Businesses are facing real challenges and are forced to cut costs. Numerous empty billboards line the streets of Lagos as advertising budgets have come under scrutiny. Many companies experience difficulties importing goods critical for local production due to dramatic restrictions and foreign exchange shortages. But the biggest concern business leaders voice is not the low price of oil, but the lack of a clear policy direction coming from the new government that addresses the current economic environment.
To get a better understanding of the government’s plans first-hand, I visited Abuja to talk to policy makers. While I was able to speak to a handful of representatives at the Central Bank, the new government seems unusually reluctant to share information. This confirmed the impression that local business leaders previously expressed to me. Without a doubt, the new government still seems to be in a wait-and-see mode when it comes to determining and communicating strategies that go beyond the fight against corruption, which is a clear government priority.
The Central Bank seems firm in its decision not to devalue the Naira as they do not see the direct benefit for the general Nigerian population. To avoid forex pressures, they believe Nigerians should stop buying expensive imported products and shift instead to purchasing locally produced essential items. In a way, the government hopes that the low oil price will force the economy to rapidly diversify away from oil. However, the Central Bank seems reluctant to accept that this will be accompanied by a painful process for local companies and for all Nigerians, and neglects to recognize that with abysmal access to power, industrialization will take a very long time.

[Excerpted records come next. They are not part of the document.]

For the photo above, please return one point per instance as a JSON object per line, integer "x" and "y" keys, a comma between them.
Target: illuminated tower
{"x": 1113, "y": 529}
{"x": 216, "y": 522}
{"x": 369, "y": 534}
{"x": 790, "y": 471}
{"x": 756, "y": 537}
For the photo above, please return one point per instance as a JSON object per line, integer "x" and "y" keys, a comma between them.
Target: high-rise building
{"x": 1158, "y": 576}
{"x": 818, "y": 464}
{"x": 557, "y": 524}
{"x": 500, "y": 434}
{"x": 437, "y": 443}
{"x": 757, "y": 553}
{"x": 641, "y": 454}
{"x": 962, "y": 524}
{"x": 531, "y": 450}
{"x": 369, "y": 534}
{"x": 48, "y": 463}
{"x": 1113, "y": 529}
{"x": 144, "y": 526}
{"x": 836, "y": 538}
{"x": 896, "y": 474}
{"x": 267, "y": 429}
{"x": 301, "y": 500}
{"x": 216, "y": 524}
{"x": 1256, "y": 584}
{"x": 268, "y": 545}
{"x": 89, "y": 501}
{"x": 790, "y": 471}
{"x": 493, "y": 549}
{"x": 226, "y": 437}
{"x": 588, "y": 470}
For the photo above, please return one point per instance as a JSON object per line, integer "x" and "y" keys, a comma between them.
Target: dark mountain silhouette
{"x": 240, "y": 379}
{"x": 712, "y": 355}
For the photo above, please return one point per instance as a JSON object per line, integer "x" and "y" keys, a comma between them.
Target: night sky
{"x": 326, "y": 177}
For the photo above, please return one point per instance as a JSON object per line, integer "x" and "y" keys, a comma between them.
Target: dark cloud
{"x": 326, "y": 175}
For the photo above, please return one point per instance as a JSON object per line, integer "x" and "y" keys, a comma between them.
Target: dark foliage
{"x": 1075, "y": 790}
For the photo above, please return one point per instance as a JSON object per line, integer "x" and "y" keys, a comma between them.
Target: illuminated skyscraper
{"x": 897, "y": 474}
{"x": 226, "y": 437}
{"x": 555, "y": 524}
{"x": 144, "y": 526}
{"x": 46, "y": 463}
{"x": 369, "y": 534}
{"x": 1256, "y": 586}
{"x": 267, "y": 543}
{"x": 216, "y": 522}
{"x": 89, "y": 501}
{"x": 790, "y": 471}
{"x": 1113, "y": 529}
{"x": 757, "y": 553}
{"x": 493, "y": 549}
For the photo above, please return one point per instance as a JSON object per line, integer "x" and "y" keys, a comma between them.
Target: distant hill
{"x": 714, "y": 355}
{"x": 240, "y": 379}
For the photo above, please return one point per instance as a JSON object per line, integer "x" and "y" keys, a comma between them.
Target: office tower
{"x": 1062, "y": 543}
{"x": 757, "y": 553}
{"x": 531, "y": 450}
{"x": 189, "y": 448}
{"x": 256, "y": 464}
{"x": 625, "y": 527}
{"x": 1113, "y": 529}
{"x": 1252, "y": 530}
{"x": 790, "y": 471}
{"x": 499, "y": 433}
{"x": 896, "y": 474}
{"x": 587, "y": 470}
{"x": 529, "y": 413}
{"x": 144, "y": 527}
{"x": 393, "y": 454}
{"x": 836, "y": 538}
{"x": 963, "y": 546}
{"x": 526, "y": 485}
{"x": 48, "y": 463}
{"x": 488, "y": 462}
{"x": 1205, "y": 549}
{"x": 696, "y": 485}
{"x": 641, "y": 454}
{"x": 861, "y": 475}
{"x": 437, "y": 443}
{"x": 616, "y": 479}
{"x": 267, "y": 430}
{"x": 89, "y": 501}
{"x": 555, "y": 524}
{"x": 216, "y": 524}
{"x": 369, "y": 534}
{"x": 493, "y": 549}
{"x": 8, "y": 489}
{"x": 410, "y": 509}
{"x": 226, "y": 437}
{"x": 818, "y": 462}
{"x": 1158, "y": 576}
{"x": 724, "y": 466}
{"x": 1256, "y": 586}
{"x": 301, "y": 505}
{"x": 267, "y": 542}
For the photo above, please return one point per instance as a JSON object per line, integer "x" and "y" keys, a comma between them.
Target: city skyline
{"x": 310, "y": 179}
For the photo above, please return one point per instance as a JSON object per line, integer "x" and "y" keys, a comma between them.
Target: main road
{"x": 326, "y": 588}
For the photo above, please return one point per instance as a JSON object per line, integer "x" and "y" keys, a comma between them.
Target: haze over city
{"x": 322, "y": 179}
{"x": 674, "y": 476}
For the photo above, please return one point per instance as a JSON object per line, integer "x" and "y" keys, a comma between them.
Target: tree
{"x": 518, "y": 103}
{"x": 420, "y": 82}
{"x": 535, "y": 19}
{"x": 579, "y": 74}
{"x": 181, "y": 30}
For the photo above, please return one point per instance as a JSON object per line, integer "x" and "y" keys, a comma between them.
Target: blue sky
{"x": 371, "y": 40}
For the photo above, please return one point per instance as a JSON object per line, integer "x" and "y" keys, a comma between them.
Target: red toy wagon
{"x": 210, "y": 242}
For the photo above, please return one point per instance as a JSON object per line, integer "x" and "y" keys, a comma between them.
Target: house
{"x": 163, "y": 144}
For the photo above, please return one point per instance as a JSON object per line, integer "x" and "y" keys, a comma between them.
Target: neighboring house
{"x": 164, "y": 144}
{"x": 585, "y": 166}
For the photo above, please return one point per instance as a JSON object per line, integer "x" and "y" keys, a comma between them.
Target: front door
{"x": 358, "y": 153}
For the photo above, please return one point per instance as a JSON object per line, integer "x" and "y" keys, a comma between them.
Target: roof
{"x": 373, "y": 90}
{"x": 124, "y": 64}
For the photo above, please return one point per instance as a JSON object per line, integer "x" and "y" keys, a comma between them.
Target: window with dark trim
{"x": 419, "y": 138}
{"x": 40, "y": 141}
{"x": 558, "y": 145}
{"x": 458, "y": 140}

Nigeria’s new government has to take action now. The business community demands a clear message and transparent policy-making. If the government lays out economic policies aimed at navigating Nigeria through the current economic slowdown, investor confidence will improve. Fundamentally, investors will be reminded that doing business in Nigeria is about the long-term opportunity – but only if politicians don’t derail it in the short-term. In the meantime, it’s up to multinationals to wait and see.